Pathfinder School Works as a Hub in System Change Model

 Mal Lee

Broulee Public School (Australia), one of those as yet rare cadre of pathfinder schools that have normalised the whole school use of the digital and created a 24/7/365 digital school ecosystem, is playing a central role in a new model of system wide school development that is being implemented by New South Wales (NSW) Department of Education and Communities.

The Department in conjunction with Broulee Public School is implementing a ‘hub and spoke networking model’ to foster the movement of the state schools in the Far South Coast Network of NSW to a digital operational base.

Supported by funding through the Department’s Rural and Remote Blueprint the model recognises the very different position of schools on the digital evolutionary continuum, the importance of each school, primary and secondary, taking charge of its own growth and the amount schools can learn in a very practical way from the experiences of their colleagues in  pathfinder schools.

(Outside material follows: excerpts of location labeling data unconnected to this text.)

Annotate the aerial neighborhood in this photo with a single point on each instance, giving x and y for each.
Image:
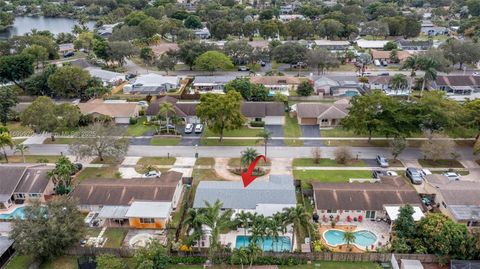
(161, 134)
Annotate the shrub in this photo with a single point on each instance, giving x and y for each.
(257, 123)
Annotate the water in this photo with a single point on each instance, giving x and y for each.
(55, 25)
(266, 244)
(17, 213)
(362, 238)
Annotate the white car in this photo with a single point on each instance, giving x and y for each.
(199, 128)
(452, 176)
(151, 174)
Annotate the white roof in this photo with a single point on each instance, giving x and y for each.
(159, 210)
(373, 44)
(394, 211)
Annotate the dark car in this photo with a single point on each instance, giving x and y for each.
(414, 175)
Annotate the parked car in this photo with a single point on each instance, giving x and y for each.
(151, 174)
(198, 128)
(189, 128)
(243, 68)
(68, 54)
(382, 161)
(452, 176)
(414, 175)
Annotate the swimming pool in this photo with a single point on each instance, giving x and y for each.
(363, 238)
(281, 244)
(17, 213)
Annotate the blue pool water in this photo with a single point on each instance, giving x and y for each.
(17, 213)
(362, 238)
(282, 243)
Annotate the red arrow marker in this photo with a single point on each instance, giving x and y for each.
(247, 177)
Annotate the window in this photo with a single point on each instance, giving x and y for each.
(147, 220)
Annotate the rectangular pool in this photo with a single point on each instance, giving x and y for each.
(267, 244)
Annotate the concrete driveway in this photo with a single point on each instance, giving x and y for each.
(311, 131)
(276, 131)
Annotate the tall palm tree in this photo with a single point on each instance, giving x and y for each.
(399, 82)
(6, 141)
(248, 156)
(348, 237)
(411, 63)
(22, 148)
(243, 219)
(265, 136)
(216, 220)
(299, 217)
(166, 109)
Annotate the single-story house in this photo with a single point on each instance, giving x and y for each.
(107, 77)
(362, 201)
(281, 84)
(120, 112)
(458, 87)
(384, 83)
(382, 55)
(324, 115)
(138, 203)
(371, 44)
(213, 84)
(19, 183)
(333, 45)
(459, 200)
(152, 84)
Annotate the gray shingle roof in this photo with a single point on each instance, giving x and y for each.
(278, 190)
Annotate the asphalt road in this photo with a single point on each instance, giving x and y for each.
(228, 152)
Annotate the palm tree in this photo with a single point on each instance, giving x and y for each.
(299, 217)
(6, 141)
(412, 63)
(348, 237)
(167, 109)
(243, 219)
(216, 220)
(248, 156)
(399, 82)
(265, 135)
(22, 148)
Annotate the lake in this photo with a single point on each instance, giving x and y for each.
(55, 25)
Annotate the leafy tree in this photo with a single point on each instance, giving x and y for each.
(101, 140)
(69, 82)
(38, 234)
(305, 89)
(397, 146)
(221, 112)
(216, 219)
(193, 22)
(8, 100)
(109, 261)
(404, 225)
(16, 68)
(213, 61)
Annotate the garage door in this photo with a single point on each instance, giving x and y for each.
(308, 121)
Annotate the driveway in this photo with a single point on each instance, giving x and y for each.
(276, 131)
(311, 131)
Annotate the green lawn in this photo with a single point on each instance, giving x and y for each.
(139, 128)
(114, 237)
(326, 162)
(242, 132)
(156, 161)
(165, 141)
(100, 172)
(329, 176)
(441, 163)
(229, 142)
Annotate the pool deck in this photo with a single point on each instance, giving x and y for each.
(381, 230)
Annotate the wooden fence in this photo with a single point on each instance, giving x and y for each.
(317, 256)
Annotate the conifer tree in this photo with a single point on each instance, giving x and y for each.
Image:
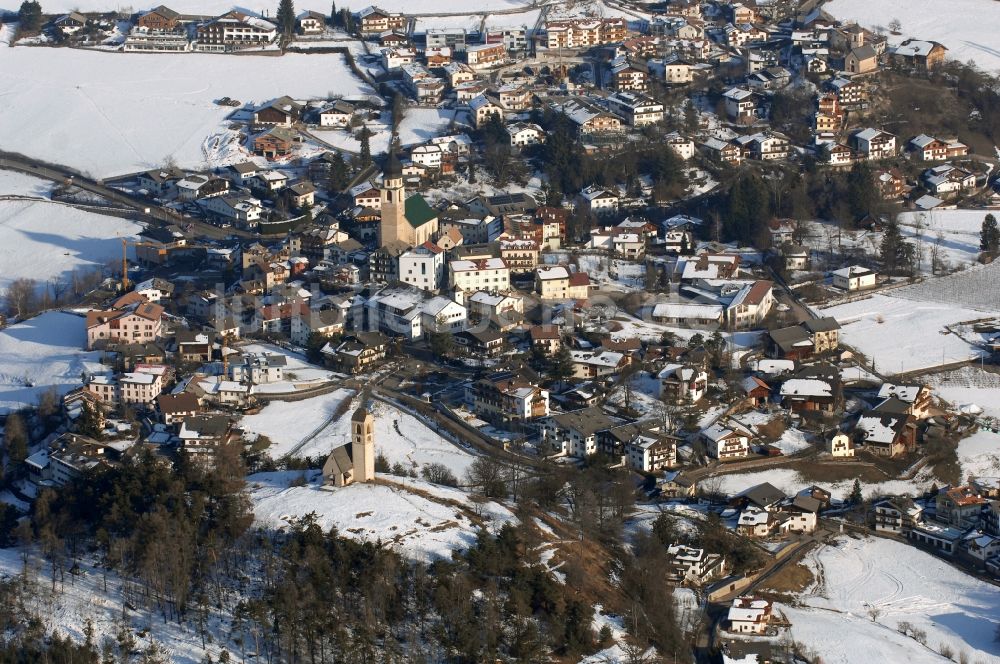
(989, 236)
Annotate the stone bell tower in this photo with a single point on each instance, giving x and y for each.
(363, 444)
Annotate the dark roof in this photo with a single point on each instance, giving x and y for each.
(417, 211)
(786, 338)
(762, 495)
(340, 460)
(585, 421)
(484, 337)
(806, 503)
(207, 425)
(185, 402)
(393, 169)
(825, 324)
(865, 52)
(893, 405)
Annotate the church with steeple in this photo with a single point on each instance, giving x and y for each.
(354, 462)
(405, 220)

In the same way that teachers network with and learn from their colleagues globally so the idea is that the Network’s schools can learn from the school at the centre of the hub and like the spokes of the bike the ideas will radiate out to others.  While the initial moves are being made in the Far South Coast Network the thinking is very much that the model could be used elsewhere in the State, and in particular within the regional areas.

The impetus is being provided by the hub school, Broulee PS conducting an initial conference for departmental schools on Building Digital Schools on August 13/14 2015. The aim is to have the school, its leadership, teachers and community share with their colleagues, primary and secondary, the factors that they have addressed in the school’s digital evolution and what they are now able to do within an ever evolving, constantly transforming digital ecosystem.

The hub school is not saying it has any magic solution, but rather it will share the many lessons learned in the school’s 15 years plus digital evolution journey.

If you are NSW Department of Education and Communities school and would like to attend I’d suggest getting in early as there is only limited places.

Significantly this school – system initiative has emerged out of the NSW Minister of Education’s policy of ‘Local Schools, Local Decisions’ that gives NSW public schools – like others globally – the facility take control of their own future.  It is a very good example of how the policy enables school initiatives to be coupled those of the education authority to create greater synergy.

One of the things largely absent from the digital evolution of schooling literature is how best to get all the other schools in an education authority to normalise the use of the digital in the educative process.  The traditional top down, one size fits all has no place in a world where schools have the autonomy and indeed responsibility to shape their own growth and where the differences between schools on the digital evolution continuum is widening daily.

The hub and spoke networking model appears to tick all the right boxes and thus it will be interesting to watch how this New South Wales’ approach impacts.